In Uncategorized on May 25, 2010 by dtabak

“You don’t change when you lose your sight, other people change.” This is what a Guild member, Barry, told me recently. Larry had been a partner in a successful construction firm when he lost most of his sight during a bypass operation. His partner eventually forced Barry out, despite the fact that Barry could still do the job. Another Guild member, Georgiana, told me that when she lost her sight due to macular degeneration, some of her friends abandoned her “as if macular degeneration was catching.”

I have heard this sentiment from many Guild members who have discovered that not only do they have to deal with their own fears after vision loss, but also the perceptions of people around them. People have known each other for years suddenly become strangers after vision loss.
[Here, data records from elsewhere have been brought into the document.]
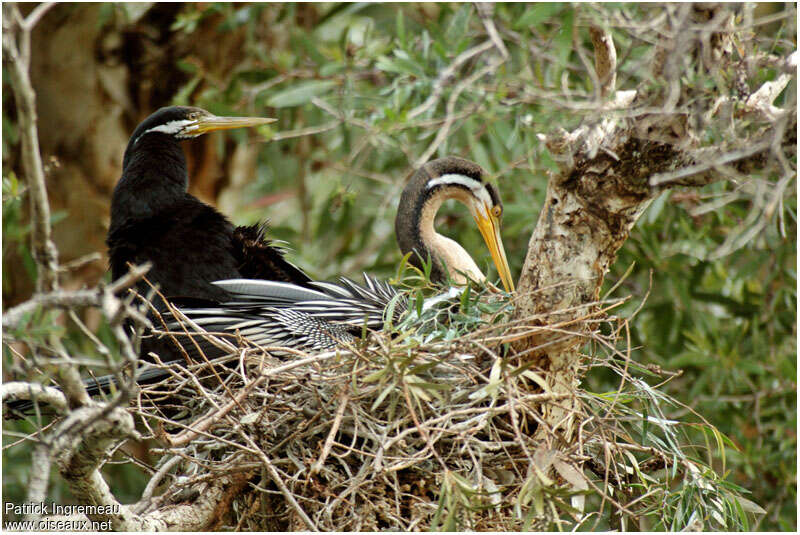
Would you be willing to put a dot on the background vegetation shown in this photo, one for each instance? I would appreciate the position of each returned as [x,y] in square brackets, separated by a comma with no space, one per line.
[713,270]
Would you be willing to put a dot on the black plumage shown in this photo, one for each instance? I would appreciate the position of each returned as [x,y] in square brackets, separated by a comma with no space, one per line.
[190,244]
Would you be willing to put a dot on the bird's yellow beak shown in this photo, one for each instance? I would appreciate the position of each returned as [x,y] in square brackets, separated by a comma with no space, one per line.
[489,225]
[211,123]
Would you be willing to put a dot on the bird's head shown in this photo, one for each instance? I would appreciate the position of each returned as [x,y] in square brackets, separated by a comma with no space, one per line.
[465,181]
[185,122]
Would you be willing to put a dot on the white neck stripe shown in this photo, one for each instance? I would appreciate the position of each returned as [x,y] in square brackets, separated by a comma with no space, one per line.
[171,128]
[477,187]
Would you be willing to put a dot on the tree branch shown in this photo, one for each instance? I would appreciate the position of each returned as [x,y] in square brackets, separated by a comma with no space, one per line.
[16,45]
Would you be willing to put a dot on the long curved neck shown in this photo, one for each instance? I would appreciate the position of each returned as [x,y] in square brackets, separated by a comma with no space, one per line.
[154,176]
[415,232]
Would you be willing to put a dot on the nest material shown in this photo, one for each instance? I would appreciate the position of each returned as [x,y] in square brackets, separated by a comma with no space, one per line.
[410,431]
[392,435]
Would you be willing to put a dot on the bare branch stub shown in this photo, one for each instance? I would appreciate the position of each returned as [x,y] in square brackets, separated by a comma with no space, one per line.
[611,168]
[605,59]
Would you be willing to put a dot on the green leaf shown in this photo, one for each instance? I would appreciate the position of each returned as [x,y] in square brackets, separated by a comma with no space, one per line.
[538,13]
[300,93]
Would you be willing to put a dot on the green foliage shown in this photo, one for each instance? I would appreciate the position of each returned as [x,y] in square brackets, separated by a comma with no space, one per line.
[717,266]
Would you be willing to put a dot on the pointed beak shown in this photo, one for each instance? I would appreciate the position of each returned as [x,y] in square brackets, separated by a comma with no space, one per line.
[489,226]
[212,123]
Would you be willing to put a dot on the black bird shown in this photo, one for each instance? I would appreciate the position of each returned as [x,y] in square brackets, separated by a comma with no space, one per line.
[154,219]
[189,243]
[322,315]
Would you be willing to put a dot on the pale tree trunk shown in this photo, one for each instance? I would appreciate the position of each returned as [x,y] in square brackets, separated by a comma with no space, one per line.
[610,169]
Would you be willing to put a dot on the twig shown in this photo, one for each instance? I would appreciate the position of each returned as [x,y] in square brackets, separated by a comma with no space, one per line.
[276,478]
[16,45]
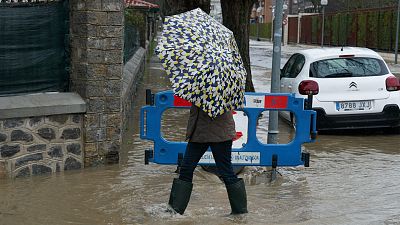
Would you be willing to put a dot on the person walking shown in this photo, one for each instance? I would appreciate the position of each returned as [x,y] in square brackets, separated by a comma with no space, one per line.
[203,132]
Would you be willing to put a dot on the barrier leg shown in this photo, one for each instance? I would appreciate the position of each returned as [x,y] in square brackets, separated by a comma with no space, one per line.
[274,165]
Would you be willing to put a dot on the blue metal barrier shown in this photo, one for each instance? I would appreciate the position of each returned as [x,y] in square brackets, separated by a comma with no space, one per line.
[253,152]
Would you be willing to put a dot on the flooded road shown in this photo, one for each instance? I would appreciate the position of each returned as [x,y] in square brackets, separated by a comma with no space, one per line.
[352,179]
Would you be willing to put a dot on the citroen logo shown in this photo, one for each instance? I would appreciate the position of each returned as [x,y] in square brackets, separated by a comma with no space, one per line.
[353,84]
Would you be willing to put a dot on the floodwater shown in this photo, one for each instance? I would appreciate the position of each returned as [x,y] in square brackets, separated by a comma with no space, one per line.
[352,179]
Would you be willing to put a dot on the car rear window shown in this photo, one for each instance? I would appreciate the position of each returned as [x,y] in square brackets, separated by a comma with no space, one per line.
[348,67]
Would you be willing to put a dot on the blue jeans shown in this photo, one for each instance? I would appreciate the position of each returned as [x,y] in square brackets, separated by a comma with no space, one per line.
[222,156]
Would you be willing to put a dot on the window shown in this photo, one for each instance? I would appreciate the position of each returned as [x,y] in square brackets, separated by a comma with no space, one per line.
[348,67]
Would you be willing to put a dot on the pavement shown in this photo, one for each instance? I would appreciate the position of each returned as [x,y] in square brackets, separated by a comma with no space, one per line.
[261,49]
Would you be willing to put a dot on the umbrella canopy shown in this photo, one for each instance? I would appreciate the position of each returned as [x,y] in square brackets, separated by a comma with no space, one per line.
[203,62]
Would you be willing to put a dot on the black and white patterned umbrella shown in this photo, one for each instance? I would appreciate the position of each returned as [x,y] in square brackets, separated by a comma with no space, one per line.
[203,62]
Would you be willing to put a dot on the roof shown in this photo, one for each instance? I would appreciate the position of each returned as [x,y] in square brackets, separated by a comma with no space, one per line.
[140,4]
[316,54]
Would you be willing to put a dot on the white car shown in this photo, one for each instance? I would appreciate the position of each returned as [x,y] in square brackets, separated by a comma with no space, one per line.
[354,87]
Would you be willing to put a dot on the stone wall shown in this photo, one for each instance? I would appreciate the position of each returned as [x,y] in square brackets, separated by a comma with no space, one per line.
[42,144]
[133,71]
[97,28]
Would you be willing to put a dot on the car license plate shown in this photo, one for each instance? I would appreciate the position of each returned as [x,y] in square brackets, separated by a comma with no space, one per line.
[354,106]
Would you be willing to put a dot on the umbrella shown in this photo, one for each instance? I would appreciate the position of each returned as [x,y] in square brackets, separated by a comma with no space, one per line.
[203,62]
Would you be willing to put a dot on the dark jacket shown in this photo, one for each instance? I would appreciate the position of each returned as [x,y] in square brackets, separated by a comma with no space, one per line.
[201,128]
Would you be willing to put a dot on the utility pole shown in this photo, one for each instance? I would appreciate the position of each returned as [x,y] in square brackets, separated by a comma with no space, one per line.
[323,4]
[276,70]
[397,33]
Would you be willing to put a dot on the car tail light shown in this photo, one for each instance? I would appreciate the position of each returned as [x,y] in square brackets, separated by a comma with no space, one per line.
[392,83]
[308,87]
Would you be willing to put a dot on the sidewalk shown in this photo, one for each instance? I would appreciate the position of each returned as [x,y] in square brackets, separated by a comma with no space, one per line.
[289,49]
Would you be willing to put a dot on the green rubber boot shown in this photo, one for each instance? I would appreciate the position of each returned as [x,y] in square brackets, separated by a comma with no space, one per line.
[237,197]
[180,195]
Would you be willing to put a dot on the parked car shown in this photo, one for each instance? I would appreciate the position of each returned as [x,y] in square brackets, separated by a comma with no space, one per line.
[355,87]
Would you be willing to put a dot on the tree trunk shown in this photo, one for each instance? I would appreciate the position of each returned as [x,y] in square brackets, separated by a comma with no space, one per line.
[172,7]
[236,17]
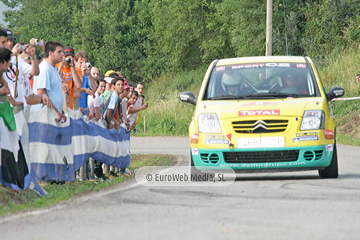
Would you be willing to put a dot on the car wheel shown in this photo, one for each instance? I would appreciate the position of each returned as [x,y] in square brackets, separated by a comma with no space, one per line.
[332,170]
[197,175]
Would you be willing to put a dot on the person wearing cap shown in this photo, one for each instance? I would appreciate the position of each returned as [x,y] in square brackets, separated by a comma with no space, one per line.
[3,38]
[94,72]
[69,75]
[10,38]
[88,82]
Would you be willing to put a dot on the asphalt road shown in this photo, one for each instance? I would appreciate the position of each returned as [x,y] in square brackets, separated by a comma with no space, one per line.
[297,205]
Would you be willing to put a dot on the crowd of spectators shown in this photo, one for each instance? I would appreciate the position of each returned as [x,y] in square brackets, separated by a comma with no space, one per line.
[63,79]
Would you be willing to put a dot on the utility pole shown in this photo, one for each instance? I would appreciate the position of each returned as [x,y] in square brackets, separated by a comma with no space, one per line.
[269,27]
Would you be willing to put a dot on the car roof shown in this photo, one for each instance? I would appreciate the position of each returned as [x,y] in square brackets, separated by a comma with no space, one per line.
[260,59]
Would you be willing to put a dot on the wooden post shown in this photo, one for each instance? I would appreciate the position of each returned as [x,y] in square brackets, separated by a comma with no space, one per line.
[269,27]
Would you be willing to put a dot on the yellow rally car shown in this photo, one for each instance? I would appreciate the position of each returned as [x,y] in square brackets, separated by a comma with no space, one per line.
[259,114]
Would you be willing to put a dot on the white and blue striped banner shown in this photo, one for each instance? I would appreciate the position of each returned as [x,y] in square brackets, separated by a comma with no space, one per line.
[57,149]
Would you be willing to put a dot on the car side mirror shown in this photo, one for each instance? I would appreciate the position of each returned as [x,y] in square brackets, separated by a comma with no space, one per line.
[335,92]
[188,97]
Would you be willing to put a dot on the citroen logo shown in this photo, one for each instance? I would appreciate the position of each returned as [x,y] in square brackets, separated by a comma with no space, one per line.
[259,124]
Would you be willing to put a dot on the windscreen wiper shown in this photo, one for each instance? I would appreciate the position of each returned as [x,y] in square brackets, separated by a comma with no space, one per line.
[226,97]
[272,95]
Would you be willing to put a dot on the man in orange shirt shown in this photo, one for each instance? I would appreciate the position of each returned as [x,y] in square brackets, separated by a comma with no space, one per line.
[69,75]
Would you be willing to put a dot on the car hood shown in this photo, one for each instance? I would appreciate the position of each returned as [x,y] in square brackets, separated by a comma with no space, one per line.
[277,107]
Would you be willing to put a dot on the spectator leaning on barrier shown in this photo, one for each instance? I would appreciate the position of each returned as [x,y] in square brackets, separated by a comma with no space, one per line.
[69,75]
[113,103]
[3,38]
[19,73]
[49,83]
[88,82]
[94,72]
[5,55]
[138,106]
[358,77]
[94,103]
[10,39]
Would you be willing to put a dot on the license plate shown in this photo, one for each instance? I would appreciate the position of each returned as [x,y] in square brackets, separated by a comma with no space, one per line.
[261,142]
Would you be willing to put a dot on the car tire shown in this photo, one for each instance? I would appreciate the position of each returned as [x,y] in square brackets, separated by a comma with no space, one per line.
[197,175]
[332,170]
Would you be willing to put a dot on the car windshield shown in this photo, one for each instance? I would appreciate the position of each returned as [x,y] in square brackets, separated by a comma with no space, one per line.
[260,81]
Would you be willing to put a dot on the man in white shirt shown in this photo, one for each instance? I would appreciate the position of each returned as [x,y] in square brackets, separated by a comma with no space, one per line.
[49,83]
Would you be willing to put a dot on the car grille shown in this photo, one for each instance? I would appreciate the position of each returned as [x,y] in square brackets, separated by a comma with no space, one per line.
[260,126]
[261,157]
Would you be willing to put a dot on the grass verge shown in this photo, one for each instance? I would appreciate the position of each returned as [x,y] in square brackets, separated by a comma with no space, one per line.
[11,201]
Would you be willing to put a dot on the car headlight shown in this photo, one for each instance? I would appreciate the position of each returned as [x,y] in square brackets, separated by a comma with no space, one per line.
[313,119]
[209,123]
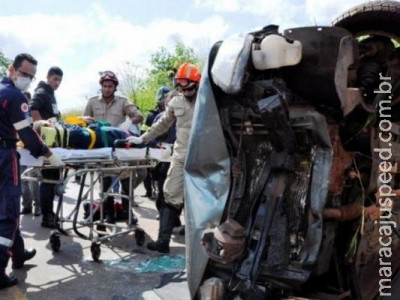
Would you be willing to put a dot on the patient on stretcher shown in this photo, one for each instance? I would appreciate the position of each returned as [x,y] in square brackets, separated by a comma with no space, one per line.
[96,134]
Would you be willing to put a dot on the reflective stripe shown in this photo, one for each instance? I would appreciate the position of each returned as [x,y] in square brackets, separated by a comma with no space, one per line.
[22,124]
[6,242]
[92,138]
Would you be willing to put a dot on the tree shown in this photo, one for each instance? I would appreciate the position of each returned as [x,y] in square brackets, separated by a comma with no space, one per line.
[4,63]
[141,85]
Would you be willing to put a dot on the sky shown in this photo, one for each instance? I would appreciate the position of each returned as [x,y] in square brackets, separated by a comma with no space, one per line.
[84,37]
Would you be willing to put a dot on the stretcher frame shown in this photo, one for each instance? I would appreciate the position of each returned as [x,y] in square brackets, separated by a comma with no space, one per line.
[96,168]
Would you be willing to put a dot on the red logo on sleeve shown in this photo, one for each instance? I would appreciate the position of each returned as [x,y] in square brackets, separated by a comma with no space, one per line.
[24,107]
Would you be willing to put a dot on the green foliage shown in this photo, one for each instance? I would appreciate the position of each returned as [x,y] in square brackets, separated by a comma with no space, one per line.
[4,63]
[141,85]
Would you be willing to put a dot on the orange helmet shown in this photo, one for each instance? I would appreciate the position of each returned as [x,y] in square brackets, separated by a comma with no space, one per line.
[186,74]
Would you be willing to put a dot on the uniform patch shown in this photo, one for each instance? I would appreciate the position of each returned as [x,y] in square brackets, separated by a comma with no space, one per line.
[24,107]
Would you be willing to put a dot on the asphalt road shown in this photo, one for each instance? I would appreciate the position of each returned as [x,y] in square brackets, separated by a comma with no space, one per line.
[125,270]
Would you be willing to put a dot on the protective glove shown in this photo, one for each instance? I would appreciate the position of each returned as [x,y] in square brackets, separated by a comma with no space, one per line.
[135,140]
[55,160]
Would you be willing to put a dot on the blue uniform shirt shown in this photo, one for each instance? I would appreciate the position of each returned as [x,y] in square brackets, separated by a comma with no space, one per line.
[15,118]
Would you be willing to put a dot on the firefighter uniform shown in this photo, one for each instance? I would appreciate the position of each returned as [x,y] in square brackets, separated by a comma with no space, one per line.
[14,119]
[181,110]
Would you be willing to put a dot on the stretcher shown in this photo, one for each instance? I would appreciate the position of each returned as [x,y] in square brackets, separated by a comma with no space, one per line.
[93,166]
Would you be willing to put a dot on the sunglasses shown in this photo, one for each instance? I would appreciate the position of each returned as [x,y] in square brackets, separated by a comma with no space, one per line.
[189,89]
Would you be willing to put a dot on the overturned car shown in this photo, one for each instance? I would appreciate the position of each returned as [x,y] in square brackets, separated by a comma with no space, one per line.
[291,175]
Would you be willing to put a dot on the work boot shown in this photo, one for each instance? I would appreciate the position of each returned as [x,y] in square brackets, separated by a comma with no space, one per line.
[167,221]
[7,281]
[48,221]
[18,263]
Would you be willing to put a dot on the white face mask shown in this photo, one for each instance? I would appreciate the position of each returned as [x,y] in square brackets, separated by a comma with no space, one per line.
[22,83]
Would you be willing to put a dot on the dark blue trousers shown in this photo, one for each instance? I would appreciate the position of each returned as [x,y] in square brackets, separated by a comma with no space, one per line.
[11,242]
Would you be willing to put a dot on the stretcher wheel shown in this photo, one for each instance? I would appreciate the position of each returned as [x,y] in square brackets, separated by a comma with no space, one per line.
[59,189]
[55,242]
[96,251]
[140,236]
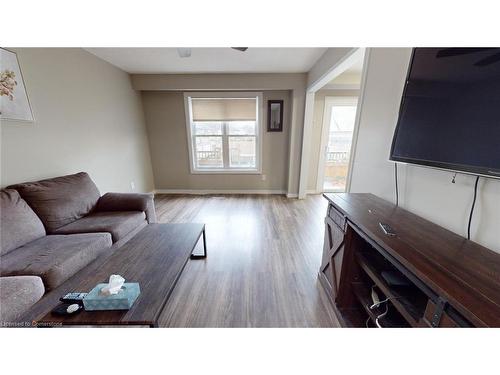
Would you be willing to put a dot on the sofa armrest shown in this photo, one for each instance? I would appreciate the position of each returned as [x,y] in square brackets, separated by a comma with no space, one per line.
[128,202]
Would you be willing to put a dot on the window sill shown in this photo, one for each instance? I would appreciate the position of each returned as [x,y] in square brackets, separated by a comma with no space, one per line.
[226,171]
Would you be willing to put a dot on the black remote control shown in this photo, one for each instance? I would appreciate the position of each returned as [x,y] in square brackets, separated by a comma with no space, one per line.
[387,229]
[75,297]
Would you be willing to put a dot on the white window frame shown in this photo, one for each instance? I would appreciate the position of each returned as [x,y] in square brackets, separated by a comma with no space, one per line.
[258,132]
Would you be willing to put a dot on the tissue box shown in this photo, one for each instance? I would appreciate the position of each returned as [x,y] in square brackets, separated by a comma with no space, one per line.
[121,301]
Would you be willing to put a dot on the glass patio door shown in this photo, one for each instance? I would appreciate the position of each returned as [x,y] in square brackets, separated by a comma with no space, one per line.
[339,119]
Vision loss is much more than just the loss of a sense. It can also be a true blow to one’s self-image and how people see them. As some one who did not know anyone with vision loss when I came to the Guild eight years ago, this puzzled me. I had no doubt that losing one’s vision is an extremely traumatic occurrence. But fundamentally changing who you are and how people see you? It seemed inconceivable to me.

Over the years, I have come to see vision loss more holistically. It affects your employment opportunities, your ability to do the things you used to do for pleasure and even the most mundane activities like getting dressed or making a snack for yourself. The sheer frustration is exhausting and certainly leads to depression and isolation as others simply do not understand what you are going through.

But Georgiana gave me a new way of looking at it — the popular media. Each day we are bombarded with images of perfect physical specimens. We nearly worship those who have been blessed with seemingly flawless bodies. And soon we come to think of those people as being the norm and we feel all the worse for our less-than-optimal selves. It must be doubly worse for someone with a disability who can never hope to achieve the perfect body.

We give ourselves too little credit if we define perfection as the goal. First, and foremost, it doesn’t exist. Make-up and airbrushing do not constitute true beauty nor does vision loss constitute helplessness.

People are more complex than the application of a single adjective — blind. I have always said we work with people who happen to have vision loss, not blind people. I know lawyers, bankers, teachers, business people and unemployed people who are funny, smart and talented. Some of them have trouble seeing, some of them don’t. Don’t we owe it to ourselves to dig a bit deeper? Treasure rarely lies on the surface.